Fotoğrafları annem albümden çekip göndermişti. Üstteki oğlan çocuğu gibi olan fotoğraf aklıma takılmıştı onu ararken birkaç tane de ekstradan yollamış. O kepçe kulaklı, kırmızı kurdelalı halimi seviyorum. Bir de bu ikinci fotoğraftaki bebeğim Aliş'le olan fotoğrafı seviyorum. Bu vesileyle blogdan arkadaşım Deep'in mimi'ni de yanıtlayayım dedim. Ne de olsa geçmişe dair yazılar yazmak ayrıca hoşuma giden bir durum.

-Çocukluğum hep mutlu anılarla dolu. Tabi bu fotoğraflardaki kadar ufak olduğum zamanlara dair bir şeyler yok hatırımda. Olsun. 

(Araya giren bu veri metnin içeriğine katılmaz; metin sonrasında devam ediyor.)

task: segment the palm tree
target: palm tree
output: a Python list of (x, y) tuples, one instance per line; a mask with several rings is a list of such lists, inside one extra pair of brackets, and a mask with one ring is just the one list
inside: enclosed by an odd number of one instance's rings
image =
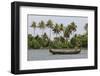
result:
[(86, 31), (86, 34), (88, 34), (88, 23), (85, 24), (84, 29)]
[(70, 28), (67, 26), (64, 30), (64, 37), (66, 38), (69, 38), (69, 35), (70, 35)]
[(35, 36), (35, 28), (36, 28), (36, 22), (35, 21), (33, 21), (31, 27), (34, 29), (34, 36)]
[(76, 28), (77, 28), (77, 25), (75, 25), (74, 22), (70, 23), (70, 24), (65, 28), (64, 36), (66, 37), (66, 39), (70, 37), (70, 34), (71, 34), (73, 31), (76, 31)]
[(50, 37), (51, 37), (51, 30), (52, 30), (52, 28), (53, 28), (53, 22), (52, 22), (52, 20), (48, 20), (46, 26), (47, 26), (48, 28), (50, 28)]
[(40, 27), (40, 29), (42, 29), (42, 35), (43, 35), (43, 31), (44, 31), (44, 28), (45, 28), (44, 21), (39, 22), (39, 27)]
[(63, 26), (63, 24), (60, 24), (60, 31), (62, 31), (64, 33), (64, 26)]
[(57, 37), (57, 34), (59, 34), (59, 32), (60, 32), (59, 25), (57, 23), (55, 24), (53, 31), (54, 31), (54, 33), (56, 33), (56, 37)]
[(88, 30), (88, 23), (85, 24), (84, 29), (87, 31)]
[(70, 24), (70, 27), (71, 27), (71, 31), (76, 31), (77, 25), (74, 22), (72, 22)]

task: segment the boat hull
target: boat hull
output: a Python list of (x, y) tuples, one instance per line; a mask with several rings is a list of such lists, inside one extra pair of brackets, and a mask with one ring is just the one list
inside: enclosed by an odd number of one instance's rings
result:
[(80, 51), (81, 49), (49, 49), (49, 52), (52, 54), (78, 54)]

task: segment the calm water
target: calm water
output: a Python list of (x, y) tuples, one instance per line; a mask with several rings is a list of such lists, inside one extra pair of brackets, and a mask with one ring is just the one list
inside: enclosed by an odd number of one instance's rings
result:
[(80, 59), (88, 58), (88, 50), (81, 50), (79, 54), (53, 55), (48, 49), (29, 49), (28, 61), (32, 60), (56, 60), (56, 59)]

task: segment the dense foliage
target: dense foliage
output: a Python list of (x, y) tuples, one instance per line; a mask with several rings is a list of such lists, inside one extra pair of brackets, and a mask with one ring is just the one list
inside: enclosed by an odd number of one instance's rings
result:
[[(42, 35), (32, 36), (28, 34), (28, 48), (40, 49), (40, 48), (75, 48), (82, 47), (87, 48), (88, 46), (88, 24), (84, 26), (85, 32), (81, 34), (75, 34), (70, 38), (70, 35), (77, 30), (77, 25), (72, 22), (67, 27), (63, 24), (54, 24), (52, 20), (48, 20), (47, 23), (41, 21), (37, 27), (36, 23), (33, 21), (32, 28), (40, 28), (42, 30)], [(50, 40), (48, 35), (43, 32), (45, 27), (50, 28), (50, 37), (51, 31), (56, 34), (53, 40)], [(63, 36), (60, 33), (63, 32)], [(57, 36), (59, 35), (59, 36)]]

-Plastik topları çok severdim. Bisiklete binmeyi Bmx sarı kırmızı bir bisiklette öğrenmiştim. İnce uzun sokağımızda nasıl kullanacağımın heyecanını hala hatırlıyorum. 

-Eve girmek istemeyen bir çocuktum. Bakkaldan su içer, evden ekmek arası yaptırır bir koşu sokağa atardım kendimi. Birbirimizi evlerden toplardık bağırış çığırış. Ellerimin toz kokmasını ve o lavaboya dökülen kapkara suları da hatırlıyorum.

-Korkak bir çocuktum. Anne babamın sözünden çıkmazdım. Geceleri karanlıktan korkup annemi hep yanıma çağırırdım.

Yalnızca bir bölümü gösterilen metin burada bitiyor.